Online: sempre. Status: Disponível. Perfil: Público. É assim que a maioria das pessoas se apresenta ao mundo, hoje, e nossas crianças e adolescentes não ficam fora dessa cena. Vivemos conectados à internet e às redes sociais, trocando informações, opiniões, vídeos, fotos – desde quando acordamos até a hora de dormir. Daí que o espaço virtual tem tomado dimensões públicas que merecem atenção.

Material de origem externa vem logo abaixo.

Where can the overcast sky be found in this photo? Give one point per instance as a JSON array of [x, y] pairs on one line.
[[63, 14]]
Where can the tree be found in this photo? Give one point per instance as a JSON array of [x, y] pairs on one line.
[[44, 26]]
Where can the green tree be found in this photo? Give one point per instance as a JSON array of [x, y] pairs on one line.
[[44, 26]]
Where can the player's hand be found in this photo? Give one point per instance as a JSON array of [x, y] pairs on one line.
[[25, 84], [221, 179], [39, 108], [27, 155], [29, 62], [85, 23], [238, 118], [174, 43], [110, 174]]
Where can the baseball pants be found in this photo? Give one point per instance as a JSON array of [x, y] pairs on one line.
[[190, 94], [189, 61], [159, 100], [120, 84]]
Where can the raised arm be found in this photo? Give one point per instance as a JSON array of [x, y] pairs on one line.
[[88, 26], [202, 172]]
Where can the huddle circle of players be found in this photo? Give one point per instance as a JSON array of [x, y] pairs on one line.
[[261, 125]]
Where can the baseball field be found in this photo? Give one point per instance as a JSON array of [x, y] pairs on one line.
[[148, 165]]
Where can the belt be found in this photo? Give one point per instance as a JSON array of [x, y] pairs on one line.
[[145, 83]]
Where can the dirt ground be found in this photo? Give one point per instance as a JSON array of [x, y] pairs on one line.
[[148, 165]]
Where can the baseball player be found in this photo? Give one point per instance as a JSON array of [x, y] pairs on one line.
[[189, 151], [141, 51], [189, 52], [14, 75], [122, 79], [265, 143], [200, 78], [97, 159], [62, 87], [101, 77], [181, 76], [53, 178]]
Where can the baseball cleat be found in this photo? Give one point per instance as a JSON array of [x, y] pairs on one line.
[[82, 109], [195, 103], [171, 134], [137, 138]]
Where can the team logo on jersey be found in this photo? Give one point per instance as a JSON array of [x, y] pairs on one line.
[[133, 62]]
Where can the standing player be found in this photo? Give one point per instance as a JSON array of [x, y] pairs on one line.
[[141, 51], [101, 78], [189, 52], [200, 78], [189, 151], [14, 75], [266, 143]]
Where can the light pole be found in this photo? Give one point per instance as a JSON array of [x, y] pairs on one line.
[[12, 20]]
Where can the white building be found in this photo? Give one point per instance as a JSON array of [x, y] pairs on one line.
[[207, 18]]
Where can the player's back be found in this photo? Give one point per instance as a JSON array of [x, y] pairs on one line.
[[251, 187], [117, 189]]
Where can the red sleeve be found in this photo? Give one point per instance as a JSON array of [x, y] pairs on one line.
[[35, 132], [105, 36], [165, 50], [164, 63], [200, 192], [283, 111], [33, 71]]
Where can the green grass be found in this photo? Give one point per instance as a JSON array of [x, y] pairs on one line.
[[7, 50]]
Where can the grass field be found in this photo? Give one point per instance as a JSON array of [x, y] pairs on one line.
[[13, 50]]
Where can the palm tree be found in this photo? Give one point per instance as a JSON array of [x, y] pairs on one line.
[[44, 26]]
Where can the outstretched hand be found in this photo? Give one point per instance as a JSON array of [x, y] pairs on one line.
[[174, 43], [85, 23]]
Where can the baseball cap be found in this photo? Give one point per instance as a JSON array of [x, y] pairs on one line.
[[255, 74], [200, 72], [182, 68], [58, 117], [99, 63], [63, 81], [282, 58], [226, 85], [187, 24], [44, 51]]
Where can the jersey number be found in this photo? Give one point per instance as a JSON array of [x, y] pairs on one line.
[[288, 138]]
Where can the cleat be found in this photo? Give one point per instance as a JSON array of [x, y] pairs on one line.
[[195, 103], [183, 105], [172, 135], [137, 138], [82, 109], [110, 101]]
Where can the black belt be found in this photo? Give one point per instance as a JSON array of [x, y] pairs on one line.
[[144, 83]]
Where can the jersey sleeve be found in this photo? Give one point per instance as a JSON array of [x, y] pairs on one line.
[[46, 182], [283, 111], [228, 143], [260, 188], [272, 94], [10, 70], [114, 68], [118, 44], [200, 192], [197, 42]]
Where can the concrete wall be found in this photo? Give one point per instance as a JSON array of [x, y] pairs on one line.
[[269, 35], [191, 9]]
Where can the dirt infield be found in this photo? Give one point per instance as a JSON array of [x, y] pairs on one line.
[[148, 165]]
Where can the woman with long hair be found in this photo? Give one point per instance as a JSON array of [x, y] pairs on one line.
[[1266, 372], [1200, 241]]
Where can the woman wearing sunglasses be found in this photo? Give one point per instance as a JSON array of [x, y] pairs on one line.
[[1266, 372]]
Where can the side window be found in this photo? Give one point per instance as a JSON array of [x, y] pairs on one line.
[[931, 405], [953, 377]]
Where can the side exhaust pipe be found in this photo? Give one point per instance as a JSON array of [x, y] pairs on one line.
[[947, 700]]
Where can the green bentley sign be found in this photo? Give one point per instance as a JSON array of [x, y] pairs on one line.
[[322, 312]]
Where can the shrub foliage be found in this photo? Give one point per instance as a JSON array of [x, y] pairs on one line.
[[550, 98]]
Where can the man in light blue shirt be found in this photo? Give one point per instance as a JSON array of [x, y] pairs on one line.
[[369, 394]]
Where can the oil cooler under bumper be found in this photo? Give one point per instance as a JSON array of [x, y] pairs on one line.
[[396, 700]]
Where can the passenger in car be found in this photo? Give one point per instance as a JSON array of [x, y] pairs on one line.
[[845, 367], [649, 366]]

Não podemos negar que os inúmeros avanços tecnológicos alcançados por nós, humanos, trouxeram muitos benefícios, como a agilidade na troca de informações, a possibilidade de conexão com o mundo, e muito mais. Mas isso não quer dizer que não devamos repensar a forma como temos nos relacionado com esses aparatos e espaços virtuais. Tudo deve ser compartilhado e curtido instantaneamente? Preciso mesmo comentar esse post? Aceito essa solicitação de amizade de imediato? Meu filho está pronto para ter um perfil no Instagram? Esse post deve ser mesmo público? Reflexões precisam, sem dúvida, começar em nós, adultos, para reverberar nos mais novos.

Parece-me que, atualmente, muitas vezes, protegemos demais nossos jovens e crianças do mundo real, devido ao aumento da violência urbana, e os deixamos sozinhos no espaço virtual. Como já bem colocou a educadora Rosely Sayão, hoje, nossos filhos estão presos no mundo e soltos na rede. De fato, somos pais estrangeiros de filhos nativos digitais, mas isso não significa que crianças e adolescentes, por maior que seja seu domínio da tecnologia, não precisam ser educados para essa ambiência digital, e, muitas vezes, protegidos do espaço virtual – tal qual fazemos com outros espaços públicos. Crianças e jovens precisam ser preparados para lidar com as relações que ali irão se estabelecer, e de forma muito mais imediata, intensa e em larga escala.

Uma vez na rede, sempre na rede. Do antigo diário, com o qual compartilhávamos nossos segredos num passado recente, podíamos arrancar a página, mas um post jamais poderá ser totalmente apagado da web, e o alcance de um comentário inadequado pode tomar proporções desmedidas. Por isso a importância de revermos a exposição experimentada por nós, adultos, já que os mais jovens nos têm como exemplos. Com a falta de conhecimento dos códigos de comportamento nas redes sociais, crianças e jovens, embora “nativos digitais”, ainda precisam de mediação dos adultos no uso das tecnologias e redes, além de bons modelos e serem seguidos.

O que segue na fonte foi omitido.